The Chinese University of Hong Kong, Hong Kong, China.
Med Biol Eng Comput. 2025 Jun 5. doi: 10.1007/s11517-025-03392-0.
Mutagenicity is concerning due to its link to genetic mutations, which can lead to cancer and other adverse effects. Early identification of mutagenic compounds in drug development is crucial to prevent unsafe candidates and reduce costs. While computational techniques, especially machine learning (ML) models, have become prevalent for mutagenicity prediction, they typically rely on a single modality. Our work introduces a novel stacked ensemble mutagenicity prediction model that integrates multiple modalities, including SMILES and molecular graphs. These modalities capture diverse molecular information such as substructural, physicochemical, geometrical, and topological features. We use SMILES for deriving substructural, geometrical, and physicochemical data, while a graph attention network (GAT) extracts topological information from molecular graphs. Our model employs a stacked ensemble of ML classifiers and SHAP (Shapley Additive Explanations) to identify the significance of classifiers and key features. Our method outperforms state-of-the-art techniques on two standard datasets, achieving an area under the curve of 95.21% on the Hansen benchmark dataset. This research is expected to interest clinicians and computational biologists in translational research.

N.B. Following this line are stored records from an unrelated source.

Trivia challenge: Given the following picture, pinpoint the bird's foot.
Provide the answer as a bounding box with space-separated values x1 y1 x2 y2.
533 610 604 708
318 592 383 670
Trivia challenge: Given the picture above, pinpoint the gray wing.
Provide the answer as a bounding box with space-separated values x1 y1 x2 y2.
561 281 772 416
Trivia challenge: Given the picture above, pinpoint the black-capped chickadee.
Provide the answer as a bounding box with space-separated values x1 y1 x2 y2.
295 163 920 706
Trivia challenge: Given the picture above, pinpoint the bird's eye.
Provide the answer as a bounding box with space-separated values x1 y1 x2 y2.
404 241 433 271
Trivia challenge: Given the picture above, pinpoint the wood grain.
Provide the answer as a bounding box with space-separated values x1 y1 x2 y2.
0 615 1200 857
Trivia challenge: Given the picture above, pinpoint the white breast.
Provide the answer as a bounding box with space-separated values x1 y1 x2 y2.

由于致突变性与基因突变相关联,而基因突变可导致癌症和其他不良影响,因此致突变性备受关注。在药物研发中尽早识别致突变化合物对于防止出现不安全的候选药物并降低成本至关重要。虽然计算技术,尤其是机器学习(ML)模型,已在致突变性预测中普遍使用,但它们通常依赖单一模态。我们的工作引入了一种新颖的堆叠集成致突变性预测模型,该模型整合了多种模态,包括SMILES和分子图。这些模态可捕捉各种分子信息,如亚结构、物理化学、几何和拓扑特征。我们使用SMILES来推导亚结构、几何和物理化学数据,而图注意力网络(GAT)则从分子图中提取拓扑信息。我们的模型采用ML分类器的堆叠集成和SHAP(Shapley加性解释)来确定分类器和关键特征的重要性。我们的方法在两个标准数据集上优于现有技术,在汉森基准数据集上实现了95.21%的曲线下面积。这项研究有望引起临床医生和计算生物学家在转化研究方面的兴趣。